My abused stomach said ‘gods, no’ but the savage in me refused to turn down free food.

“That sounds good, Hella.”

Breakfast was a tasteless mush, which was actually a good thing considering my state. I worked my way though it in silence. Customers began to arrive in ones and twos, and Hella saw to them. The mix seemed to favor half orcs, but humans came a strong second. There was one... insect guy? He (or she maybe) looked kind of like a praying mantis, and one troll shambled in, built up the fire, then took the fiddle that Old Torg had been torturing the night before and treated it with a lot more respect. It wasn’t Terces.

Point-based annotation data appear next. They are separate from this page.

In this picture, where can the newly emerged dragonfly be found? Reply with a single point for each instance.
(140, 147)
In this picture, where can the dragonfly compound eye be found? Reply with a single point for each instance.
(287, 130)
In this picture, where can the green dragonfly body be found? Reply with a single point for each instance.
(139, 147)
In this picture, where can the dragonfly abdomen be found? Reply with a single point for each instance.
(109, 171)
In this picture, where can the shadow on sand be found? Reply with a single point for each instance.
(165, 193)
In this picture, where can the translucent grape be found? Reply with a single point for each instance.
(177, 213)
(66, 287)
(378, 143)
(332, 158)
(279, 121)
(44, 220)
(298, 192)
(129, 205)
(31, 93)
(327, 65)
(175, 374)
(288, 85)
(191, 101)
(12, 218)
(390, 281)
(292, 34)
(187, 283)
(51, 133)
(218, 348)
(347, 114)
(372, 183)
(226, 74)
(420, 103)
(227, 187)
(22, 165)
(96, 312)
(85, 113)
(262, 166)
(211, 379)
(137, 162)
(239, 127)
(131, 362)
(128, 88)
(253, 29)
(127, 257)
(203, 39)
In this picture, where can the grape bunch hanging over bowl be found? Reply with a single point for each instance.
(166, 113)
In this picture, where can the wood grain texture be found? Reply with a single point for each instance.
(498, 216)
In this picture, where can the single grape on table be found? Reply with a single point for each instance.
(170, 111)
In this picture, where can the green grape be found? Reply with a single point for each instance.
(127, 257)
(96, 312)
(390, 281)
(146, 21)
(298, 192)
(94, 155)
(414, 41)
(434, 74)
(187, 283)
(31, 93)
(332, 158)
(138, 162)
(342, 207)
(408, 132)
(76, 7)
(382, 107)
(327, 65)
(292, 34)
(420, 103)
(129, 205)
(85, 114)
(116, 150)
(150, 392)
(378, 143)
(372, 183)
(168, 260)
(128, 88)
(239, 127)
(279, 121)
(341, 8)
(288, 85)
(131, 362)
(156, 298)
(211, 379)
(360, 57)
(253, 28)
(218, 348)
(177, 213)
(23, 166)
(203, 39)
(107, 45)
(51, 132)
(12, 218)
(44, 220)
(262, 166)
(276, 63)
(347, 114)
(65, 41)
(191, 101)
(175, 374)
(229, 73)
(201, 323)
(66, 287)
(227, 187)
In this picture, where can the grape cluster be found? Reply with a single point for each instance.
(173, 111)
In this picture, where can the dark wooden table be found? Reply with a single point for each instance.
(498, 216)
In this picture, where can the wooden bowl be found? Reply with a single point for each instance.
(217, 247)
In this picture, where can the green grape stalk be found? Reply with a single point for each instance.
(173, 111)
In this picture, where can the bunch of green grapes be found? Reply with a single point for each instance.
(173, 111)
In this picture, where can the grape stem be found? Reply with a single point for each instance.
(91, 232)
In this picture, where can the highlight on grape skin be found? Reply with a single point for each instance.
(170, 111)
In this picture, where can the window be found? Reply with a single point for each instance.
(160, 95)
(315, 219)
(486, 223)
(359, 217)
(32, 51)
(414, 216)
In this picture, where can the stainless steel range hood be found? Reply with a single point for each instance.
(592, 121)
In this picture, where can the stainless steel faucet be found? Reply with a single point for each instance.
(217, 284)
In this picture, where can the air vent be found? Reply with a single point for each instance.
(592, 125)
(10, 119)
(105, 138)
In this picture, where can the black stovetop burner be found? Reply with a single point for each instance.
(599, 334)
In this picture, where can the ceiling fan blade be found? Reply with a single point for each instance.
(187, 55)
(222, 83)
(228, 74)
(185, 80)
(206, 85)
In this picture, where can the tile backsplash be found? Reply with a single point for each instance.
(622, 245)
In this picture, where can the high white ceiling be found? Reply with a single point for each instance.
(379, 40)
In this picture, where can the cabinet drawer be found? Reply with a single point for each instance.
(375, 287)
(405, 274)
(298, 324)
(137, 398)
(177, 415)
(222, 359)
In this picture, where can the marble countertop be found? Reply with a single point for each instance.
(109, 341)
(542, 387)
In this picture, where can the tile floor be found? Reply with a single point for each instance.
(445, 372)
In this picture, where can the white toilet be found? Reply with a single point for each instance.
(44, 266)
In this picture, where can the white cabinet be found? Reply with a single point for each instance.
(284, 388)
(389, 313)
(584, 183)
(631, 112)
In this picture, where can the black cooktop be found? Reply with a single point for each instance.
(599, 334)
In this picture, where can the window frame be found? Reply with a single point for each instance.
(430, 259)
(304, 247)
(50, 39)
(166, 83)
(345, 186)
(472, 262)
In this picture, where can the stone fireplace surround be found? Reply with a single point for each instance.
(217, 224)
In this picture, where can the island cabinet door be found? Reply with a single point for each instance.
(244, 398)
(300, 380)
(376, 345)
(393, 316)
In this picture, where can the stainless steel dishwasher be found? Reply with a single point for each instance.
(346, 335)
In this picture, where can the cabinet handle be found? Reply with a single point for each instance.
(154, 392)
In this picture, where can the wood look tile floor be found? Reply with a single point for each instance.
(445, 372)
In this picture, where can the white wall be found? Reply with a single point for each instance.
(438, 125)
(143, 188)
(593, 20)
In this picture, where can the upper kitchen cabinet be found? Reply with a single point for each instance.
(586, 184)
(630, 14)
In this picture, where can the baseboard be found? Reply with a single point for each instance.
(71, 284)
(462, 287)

They were all obviously regulars. Hella knew what they wanted without having to ask.

The thing that eventually percolated into my consciousness was the fact that nobody gave me a second glance. I wouldn’t have thought twice about it in a big city like the capital, but in a much smaller place like Mudhelm, I would have expected a stranger to garner more attention. But the only person staring, even surreptitiously, was me.

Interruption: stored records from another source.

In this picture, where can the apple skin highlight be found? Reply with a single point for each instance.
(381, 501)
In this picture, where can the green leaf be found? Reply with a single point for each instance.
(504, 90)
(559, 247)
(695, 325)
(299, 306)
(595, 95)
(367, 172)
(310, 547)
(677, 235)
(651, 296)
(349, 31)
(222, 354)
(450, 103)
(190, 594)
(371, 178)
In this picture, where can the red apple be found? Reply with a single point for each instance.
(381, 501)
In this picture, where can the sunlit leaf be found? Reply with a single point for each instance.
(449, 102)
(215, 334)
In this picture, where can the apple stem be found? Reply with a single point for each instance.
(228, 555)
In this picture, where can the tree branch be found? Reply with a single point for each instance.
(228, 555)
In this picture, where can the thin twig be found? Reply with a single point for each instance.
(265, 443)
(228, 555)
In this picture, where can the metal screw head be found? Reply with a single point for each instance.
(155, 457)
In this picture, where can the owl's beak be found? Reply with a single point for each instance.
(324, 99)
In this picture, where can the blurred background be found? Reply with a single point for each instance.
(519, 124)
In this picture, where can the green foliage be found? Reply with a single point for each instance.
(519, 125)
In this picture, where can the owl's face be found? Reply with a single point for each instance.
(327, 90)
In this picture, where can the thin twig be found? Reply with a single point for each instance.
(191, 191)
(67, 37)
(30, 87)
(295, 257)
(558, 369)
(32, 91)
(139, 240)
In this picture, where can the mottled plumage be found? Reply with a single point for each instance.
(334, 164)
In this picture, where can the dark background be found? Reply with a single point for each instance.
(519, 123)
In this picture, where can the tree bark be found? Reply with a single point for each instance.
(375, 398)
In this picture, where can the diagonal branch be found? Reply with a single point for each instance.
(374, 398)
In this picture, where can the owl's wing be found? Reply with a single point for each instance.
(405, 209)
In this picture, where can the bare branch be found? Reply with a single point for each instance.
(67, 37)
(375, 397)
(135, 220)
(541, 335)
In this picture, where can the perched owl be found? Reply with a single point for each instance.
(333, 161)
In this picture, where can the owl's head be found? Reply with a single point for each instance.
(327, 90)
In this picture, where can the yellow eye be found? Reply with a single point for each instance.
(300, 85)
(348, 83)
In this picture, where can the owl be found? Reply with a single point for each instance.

Maybe I was a little sensitive about my general treatment the previous day. Maybe there was just nothing remarkable about me, now that the stench and filth of the wild had been scraped off, and my necklace of Fuck You had been packed away. But I began to suspect it was something more than that: with so many extremely different types of beings all living cheek by jowl, it might have become a sort of cultural thing – Live and let live. Mind your own business. Don’t stare at strangers lest you also be stared at. Or lest they take offense and bite off your face. Something like that, anyway.

Looking back, I’m actually a little proud of my younger self for at least trying to understand the people and the place I now found myself in. It was a sign of growth and maturity, and that I did it with the handicap of an absolutely brutal hangover gave it that much more weight.

Then I finished my mush and got on with what really mattered, which was finding Catapult. Thinking deep thoughts is all well and good, but philosophers don’t conquer kingdoms, or secure sweet, sweet revenge.

People with axes and grudges do that.